Stromboli
Oscilação de Sentimentos
Stromboli (Itália, 1950) mantém foco exclusivo sobre sua personagem central, o que
nem poderia ser diferente já que se trata de um figura feminina rica em
particularidades e, por isso, capaz de ser tanto festejada quanto detestada
pelo público, resultado, há de se convir, nada fácil de ser obtido.
Dentro deste contexto, Ingrid Bergman
interpreta Karin, uma refugiada da II Guerra Mundial de origem um tanto
nebulosa já que a mesma parece alterar os fatos que circundam sua procedência
ao sabor das circunstâncias.
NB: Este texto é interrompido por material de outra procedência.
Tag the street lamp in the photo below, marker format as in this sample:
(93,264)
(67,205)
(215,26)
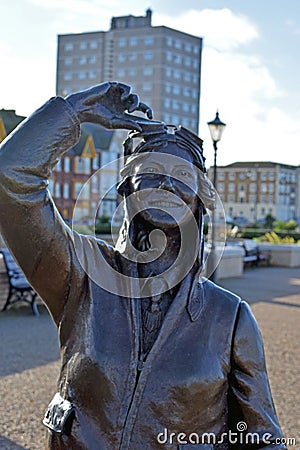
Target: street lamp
(216,128)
Neste passo, tendo em vista que seu plano de
partir da Itália rumo a Argentina fracassa por questões burocráticas, só lhe
resta aceitar, por mera conveniência, o pedido de casamento precoce e ingenuamente
feito por um soldado italiano. Com pressa de sair do campo de refugiados para
um lugar melhor, a cobiçada mulher contrai o matrimônio e se muda para a terra
natal do consorte, lugar onde sua esperança de dias melhores se esvai ante
pobreza do lugar e a constante tensão provocada pela presença de um vulcão que
a qualquer instante pode entrar em erupção e causar mais uma vez a destruição do
vilarejo.
Irritada ao se deparar com tal realidade
a mulher não esconde seu desconforto e passa a, de maneira arrogante, atacar o
marido e todo seu carinho pelo povoado. Dito isso, chama atenção como o diretor
Roberto Rossellini consegue com extrema objetividade relatar toda essa
sequência de fatos em apenas vinte minutos, tempo esse em que também logra o
êxito de captar o interesse do espectador que já fascinado por uma figura tão
controversa como é a (assim desde logo mostrada) protagonista, passa aos poucos
a se compadecer da mesma ante a forma com que é tratada pelos aldeões: tal qual
uma forasteira cujas roupas e modo de agir não se encaixam nem são bem-vindos
naquela localidade.
Desta feita, Stromboli se mostra um filme feminista e, por
isso, vanguardista para o período, eis que insiste na manutenção da
personalidade da personagem que, rebelde, não baixa a cabeça para os ditames
patriarcais nem cede as imposições conservadoras de outras mulheres,
preferindo, ainda que por vezes de maneira instintiva e um tanto inconsciente,
radicalizar o seu comportamento, o que inclui não recusar a companhia de uma
prostituta e valer-se de sua própria beleza para fazer jogos de sedução que se
por um lado a entretém em meio ao ócio, por outro lado se revelam como arriscados
flertes com a infidelidade.
Felizmente, Rossellini toma o
cuidado de não permitir que a protagonista assuma o papel de vilã nem que o marido
tão dedicado ao sustento daquela seja visto como vítima, afinal, seu caráter
machista é devidamente destacado seja quando brincando ameaça surrar a ainda
pretendente, seja quando já casado com essa põe em prática a violência, o que
denota que o desvio de caráter é comum a todos na narrativa.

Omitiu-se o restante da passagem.